Der supersalone, die vom Architekten Stefano Boeri kuratierte Sonderveranstaltung des Salone del Mobile.Milano, öffnete vom 5. bis zum 10. September 2021 als erste große Designausstellung ihre Tore. Sie bot eine Plattform für kreative Experimente, zeigte was eine internationale Möbelmesse in Zukunft ausmachen sollte und bekräftigte die zentrale Stellung Mailands und des Salone in der internationalen Design-, Kultur- und Innovationsszene.
Nachdem die Welt ab März 2020 in den pandemiebedingten Lockdown gesetzt wurde, war an Messen und Events nicht mehr zu denken. Unternehmen und DesignerInnen mussten Prozesse neu koordinieren, Visionen hinterfragen, neue Wege finden und in digitale Lösungen investieren. Mit dem supersalone wurde in nur wenigen Monaten eine Sonderveranstaltung auf die Beine gestellt, die Hoffnung auf einen Neustart gibt. Sie wirft aber auch Fragen auf, wie nachhaltig, flexibel und hybrid eine moderne Möbelmesse sein sollte, welche Ästhetik gefragt ist, welches Publikum man ansprechen möchte und welche Angebote hierfür nötig sind. Bespielt wurden die ersten vier der insgesamt 24 Pavillons der Fiera Milano mit etwa 1.900 Projekten auf knapp 69.000 Quadratmetern.
Statt aufwendig gestalteter Wohnwelten wurde entlang der vorgegebenen Gänge eine Produktessenz der Aussteller im Schnelldurchlauf präsentiert. Da nur wenig Personal auf den Flächen zugelassen war, bedienten QR-Codes zum Abscannen und eine eigene App des supersalone den Bedarf nach weiteren Informationen. Virtuelle Vorstellungen von Produkten und Marken, Interviews und Podcasts wurden parallel angeboten.

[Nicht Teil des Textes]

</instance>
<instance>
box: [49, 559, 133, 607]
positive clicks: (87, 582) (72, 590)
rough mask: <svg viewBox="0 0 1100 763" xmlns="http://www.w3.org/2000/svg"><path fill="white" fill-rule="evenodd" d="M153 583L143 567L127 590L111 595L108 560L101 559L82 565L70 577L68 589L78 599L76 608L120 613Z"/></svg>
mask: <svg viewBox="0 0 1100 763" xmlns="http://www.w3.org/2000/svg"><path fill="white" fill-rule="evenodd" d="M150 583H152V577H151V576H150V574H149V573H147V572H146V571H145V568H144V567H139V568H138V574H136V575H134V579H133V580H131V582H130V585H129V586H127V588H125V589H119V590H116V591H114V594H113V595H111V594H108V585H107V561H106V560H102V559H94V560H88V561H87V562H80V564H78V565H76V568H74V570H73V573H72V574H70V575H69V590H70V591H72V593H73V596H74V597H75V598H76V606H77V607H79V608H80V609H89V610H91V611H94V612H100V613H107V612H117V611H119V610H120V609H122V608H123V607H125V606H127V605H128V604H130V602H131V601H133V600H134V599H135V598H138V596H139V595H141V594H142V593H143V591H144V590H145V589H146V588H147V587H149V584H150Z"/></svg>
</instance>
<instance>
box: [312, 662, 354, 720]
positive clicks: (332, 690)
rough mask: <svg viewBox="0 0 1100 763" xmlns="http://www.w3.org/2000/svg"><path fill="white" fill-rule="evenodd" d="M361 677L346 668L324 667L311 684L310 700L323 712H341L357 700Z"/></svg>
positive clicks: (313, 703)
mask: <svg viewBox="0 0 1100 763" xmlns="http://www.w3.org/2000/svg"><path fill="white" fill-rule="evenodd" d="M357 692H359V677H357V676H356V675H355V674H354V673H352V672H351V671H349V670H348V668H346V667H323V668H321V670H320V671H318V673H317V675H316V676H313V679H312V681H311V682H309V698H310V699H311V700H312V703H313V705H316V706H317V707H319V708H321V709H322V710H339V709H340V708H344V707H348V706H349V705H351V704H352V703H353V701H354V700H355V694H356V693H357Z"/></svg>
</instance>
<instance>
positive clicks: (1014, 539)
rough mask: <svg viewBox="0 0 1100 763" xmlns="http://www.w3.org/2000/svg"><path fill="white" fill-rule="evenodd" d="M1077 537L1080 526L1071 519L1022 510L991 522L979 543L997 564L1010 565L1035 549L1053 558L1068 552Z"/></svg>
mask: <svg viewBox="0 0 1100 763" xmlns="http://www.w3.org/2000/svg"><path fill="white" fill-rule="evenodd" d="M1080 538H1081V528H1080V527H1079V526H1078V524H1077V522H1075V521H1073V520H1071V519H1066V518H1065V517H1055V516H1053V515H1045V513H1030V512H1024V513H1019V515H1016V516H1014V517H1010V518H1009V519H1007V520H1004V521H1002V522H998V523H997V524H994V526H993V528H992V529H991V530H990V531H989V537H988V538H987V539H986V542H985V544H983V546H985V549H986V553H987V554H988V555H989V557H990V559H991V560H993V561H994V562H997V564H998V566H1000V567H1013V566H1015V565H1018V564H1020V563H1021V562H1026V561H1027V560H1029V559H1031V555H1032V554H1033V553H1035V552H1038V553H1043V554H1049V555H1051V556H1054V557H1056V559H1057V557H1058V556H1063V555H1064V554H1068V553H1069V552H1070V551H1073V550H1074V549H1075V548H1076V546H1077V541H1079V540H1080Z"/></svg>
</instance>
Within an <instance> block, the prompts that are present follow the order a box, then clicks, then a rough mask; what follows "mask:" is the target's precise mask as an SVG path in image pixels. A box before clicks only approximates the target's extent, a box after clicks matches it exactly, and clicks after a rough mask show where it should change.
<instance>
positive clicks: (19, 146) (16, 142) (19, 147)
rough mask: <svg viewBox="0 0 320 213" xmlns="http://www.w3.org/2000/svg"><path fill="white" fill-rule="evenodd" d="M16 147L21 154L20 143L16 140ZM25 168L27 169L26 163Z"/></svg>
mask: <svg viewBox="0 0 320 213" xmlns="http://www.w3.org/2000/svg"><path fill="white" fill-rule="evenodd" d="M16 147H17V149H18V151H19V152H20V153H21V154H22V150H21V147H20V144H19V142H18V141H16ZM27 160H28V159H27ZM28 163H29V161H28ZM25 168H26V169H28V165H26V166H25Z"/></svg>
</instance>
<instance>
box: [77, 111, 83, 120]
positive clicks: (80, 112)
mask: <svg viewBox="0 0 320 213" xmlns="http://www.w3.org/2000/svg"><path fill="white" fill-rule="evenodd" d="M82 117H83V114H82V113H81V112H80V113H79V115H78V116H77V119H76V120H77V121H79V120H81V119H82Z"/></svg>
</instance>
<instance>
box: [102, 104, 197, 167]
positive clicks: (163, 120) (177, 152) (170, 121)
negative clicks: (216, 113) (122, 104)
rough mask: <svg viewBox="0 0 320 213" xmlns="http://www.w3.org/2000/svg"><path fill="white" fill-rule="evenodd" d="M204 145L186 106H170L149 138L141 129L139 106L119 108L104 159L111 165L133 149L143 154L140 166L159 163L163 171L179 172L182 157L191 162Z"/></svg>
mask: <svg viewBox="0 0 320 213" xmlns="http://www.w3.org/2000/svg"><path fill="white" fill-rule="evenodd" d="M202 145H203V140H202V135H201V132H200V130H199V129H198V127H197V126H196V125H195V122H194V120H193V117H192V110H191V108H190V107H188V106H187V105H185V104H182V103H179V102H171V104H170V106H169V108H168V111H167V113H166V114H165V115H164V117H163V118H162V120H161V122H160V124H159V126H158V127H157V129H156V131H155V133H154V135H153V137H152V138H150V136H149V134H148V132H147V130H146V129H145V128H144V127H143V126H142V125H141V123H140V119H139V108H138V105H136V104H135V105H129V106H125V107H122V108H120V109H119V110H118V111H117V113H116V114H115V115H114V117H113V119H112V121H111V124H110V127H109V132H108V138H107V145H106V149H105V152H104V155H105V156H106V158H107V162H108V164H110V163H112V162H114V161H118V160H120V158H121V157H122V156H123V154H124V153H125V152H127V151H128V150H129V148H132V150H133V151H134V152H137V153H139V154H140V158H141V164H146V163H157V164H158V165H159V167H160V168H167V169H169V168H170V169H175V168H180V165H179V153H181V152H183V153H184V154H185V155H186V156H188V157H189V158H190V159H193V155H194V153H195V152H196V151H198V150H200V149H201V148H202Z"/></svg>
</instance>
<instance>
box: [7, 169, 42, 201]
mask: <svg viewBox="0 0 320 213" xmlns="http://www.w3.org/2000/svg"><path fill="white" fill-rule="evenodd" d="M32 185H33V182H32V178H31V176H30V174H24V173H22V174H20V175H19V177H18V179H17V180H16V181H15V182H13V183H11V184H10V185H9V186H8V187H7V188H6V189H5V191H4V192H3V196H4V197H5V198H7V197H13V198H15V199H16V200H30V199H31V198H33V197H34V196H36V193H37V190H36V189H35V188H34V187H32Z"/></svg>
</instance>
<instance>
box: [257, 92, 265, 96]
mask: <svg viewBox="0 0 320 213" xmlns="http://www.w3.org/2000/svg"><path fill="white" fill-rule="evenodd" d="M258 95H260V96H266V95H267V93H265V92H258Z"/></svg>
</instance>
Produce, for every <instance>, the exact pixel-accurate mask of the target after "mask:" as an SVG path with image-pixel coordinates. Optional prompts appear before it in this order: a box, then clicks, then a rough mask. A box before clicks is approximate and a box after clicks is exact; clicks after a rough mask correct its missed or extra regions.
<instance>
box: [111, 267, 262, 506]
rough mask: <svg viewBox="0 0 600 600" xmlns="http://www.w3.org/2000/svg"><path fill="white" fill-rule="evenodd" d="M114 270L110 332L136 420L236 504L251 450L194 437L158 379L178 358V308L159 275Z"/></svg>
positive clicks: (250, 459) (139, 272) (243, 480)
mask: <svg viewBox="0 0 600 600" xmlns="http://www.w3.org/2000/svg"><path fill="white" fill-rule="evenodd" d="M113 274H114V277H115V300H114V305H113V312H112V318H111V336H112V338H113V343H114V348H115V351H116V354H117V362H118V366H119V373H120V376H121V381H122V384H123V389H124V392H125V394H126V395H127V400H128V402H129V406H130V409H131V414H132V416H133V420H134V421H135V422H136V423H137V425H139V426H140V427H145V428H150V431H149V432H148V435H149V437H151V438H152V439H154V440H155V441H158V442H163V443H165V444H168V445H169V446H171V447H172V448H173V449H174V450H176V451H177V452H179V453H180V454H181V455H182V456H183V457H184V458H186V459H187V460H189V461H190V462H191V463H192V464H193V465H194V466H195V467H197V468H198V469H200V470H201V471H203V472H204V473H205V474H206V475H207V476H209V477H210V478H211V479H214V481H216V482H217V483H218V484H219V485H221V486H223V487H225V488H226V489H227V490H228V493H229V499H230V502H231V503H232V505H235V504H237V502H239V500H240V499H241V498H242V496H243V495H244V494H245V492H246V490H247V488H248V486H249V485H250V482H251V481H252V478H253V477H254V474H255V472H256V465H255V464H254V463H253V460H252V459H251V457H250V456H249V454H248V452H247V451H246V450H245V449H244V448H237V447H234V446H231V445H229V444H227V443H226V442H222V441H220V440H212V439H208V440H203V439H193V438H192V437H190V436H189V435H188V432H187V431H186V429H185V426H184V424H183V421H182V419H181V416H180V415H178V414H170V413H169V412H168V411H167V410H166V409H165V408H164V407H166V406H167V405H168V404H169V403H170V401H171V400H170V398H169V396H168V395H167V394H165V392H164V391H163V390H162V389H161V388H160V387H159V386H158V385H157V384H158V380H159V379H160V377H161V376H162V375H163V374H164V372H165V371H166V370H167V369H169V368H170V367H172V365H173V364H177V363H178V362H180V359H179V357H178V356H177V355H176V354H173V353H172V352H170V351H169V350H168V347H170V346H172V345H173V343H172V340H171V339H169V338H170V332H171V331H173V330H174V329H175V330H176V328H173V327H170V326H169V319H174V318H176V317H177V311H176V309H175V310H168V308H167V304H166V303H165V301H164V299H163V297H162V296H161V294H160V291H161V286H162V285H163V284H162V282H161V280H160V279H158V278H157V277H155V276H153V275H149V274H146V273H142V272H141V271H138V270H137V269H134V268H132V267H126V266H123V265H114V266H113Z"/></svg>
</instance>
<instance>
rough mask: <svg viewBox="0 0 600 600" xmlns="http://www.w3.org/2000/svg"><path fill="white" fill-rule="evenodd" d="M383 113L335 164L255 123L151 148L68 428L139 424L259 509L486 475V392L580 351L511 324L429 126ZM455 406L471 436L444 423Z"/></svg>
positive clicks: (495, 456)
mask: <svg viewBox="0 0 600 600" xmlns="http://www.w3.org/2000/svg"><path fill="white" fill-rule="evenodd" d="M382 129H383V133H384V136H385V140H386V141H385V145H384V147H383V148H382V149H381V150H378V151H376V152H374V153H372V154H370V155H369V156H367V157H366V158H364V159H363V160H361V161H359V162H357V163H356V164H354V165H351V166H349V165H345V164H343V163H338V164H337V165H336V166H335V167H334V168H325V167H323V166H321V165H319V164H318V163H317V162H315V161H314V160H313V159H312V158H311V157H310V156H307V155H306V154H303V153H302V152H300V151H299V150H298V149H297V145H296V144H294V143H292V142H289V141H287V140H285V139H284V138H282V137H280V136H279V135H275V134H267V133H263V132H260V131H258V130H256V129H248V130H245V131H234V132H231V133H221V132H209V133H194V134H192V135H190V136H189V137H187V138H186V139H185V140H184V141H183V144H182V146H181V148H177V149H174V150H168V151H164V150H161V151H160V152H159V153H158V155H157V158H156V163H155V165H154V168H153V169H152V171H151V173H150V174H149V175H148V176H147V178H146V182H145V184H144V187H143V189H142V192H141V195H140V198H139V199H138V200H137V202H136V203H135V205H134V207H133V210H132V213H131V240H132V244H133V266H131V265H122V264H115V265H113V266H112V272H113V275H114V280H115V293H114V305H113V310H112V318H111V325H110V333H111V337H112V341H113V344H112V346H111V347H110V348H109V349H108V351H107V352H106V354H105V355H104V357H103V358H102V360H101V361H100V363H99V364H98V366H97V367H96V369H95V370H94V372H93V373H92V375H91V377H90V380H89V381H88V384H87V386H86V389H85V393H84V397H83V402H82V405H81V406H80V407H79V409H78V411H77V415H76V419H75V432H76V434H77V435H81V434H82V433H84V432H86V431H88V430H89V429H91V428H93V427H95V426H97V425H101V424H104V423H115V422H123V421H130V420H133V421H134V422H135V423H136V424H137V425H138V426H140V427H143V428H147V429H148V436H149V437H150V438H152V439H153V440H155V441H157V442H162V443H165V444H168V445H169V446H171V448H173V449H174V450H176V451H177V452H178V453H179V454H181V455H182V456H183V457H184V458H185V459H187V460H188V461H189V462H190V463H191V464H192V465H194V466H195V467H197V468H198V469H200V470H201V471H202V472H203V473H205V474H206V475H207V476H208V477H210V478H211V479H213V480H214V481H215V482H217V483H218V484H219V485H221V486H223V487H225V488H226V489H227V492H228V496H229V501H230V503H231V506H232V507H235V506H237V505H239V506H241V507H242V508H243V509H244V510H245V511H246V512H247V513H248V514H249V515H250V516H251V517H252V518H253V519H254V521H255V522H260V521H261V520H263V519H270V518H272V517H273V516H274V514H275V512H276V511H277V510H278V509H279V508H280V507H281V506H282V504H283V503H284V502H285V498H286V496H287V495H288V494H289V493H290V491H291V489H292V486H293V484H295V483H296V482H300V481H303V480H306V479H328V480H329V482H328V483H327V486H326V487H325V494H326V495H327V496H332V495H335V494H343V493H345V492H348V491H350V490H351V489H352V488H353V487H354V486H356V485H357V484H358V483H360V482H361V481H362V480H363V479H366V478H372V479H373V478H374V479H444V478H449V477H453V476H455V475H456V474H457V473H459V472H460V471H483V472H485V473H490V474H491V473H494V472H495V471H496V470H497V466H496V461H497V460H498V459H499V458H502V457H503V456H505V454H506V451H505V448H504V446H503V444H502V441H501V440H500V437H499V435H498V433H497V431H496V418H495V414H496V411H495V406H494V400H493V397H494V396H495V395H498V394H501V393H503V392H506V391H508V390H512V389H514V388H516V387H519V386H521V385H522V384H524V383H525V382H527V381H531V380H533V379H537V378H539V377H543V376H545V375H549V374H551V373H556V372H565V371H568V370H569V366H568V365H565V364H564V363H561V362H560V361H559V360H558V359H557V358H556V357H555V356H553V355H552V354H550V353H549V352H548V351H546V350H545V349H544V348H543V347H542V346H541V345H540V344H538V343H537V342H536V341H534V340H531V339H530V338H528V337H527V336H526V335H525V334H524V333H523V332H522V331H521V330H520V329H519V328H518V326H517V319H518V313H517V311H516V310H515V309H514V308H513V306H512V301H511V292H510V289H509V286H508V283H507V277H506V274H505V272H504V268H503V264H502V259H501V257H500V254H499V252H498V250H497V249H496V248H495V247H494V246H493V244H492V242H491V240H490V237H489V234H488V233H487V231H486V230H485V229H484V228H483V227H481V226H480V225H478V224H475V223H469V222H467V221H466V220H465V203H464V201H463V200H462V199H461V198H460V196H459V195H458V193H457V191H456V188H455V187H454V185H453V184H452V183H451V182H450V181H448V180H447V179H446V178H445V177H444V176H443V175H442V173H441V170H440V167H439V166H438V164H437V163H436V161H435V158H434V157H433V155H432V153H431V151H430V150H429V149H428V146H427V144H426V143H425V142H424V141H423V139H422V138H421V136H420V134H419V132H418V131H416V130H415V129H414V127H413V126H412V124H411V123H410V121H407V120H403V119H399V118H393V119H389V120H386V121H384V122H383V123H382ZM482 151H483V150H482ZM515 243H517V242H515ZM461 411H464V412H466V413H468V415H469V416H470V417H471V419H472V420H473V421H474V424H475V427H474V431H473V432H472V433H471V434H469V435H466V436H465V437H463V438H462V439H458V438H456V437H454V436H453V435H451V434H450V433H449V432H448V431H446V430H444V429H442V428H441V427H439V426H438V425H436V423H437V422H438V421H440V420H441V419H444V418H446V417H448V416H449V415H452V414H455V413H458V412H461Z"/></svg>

Nachhaltigkeit und Handwerk
Zwei Themen, die über jedem Messestand zu schweben schienen: Die Nachhaltigkeit und das Handwerk. Möbel sollen wieder langlebig sein: multifunktional, in allen Wohnbereichen einsetzbar und modular im Aufbau, ohne dabei an Komfort oder Ästhetik einzubüßen. Statt einseitiger Funktion zählte ein lebensnaher Ansatz und die Möglichkeit zu einer Individualisierung, die über das Wechseln des Bezugs oder die Auswahl der Farbe hinausreichen.
Bestehendes hinterfragen
Bestehende Sichtweisen hinterfragen und in eine neue Form bringen, war ein Ansatz, den viele Produktneuheiten auf dem supersalone spiegelten. Ecken und Kanten sah man dabei selten – stattdessen standen organische Körper, sanfte Abrundungen und weiche Bezüge in natürlichen Farbtönen hoch in Kurs.
Neue Wertschöpfung
Während die etablierten Hersteller daran arbeiten, Prozesse zu optimieren, stehen die Überlegungen der jungen Generation eher unter dem Titel der Wertschöpfung. Die Arbeiten in den Ausstellungen "The Makers Show", die den selbst produzierenden DesignerInnen aus aller Welt gewidmet war sowie die Projekte der StudentInnen in der "The Lost Graduation Show" zeigten so zahlreiche Materialexperimente: beispielsweise für Lederalternativen oder den Ersatz von Kunststoffasern mit Jute, Flachs und Hanf aus lokaler Produktion. Diese zu unterstützen, soll auch eine Verminderung der Transportwege ermöglichen und dezentral gelegenen Produzenten neue Möglichkeiten zum wirtschaftlichen Aufschwung gewähren.
Was bleibt nun vom supersalone?
Nach all den Monaten ohne physische Veranstaltungen bot er ein Moodboard für die Themen, die spätestens seit Ausbruch der Pandemie auch im Design in den Mittelpunkt gerückt sind: Die Suche nach einer formalen Essenz, in der eine neue Wertschätzung für das Handwerk und die natürlichen Ressourcen mündet. Das experimentelle Format war dabei sicherlich ideal, um neue Ideen auszuprobieren und die Herstellung sowie Präsentation von Produktdesign inklusiver und nachhaltiger zu gestalten. Welche Elemente der Salone del Mobile auf die reguläre Messe überträgt, wird sich im nächsten Frühjahr zeigen.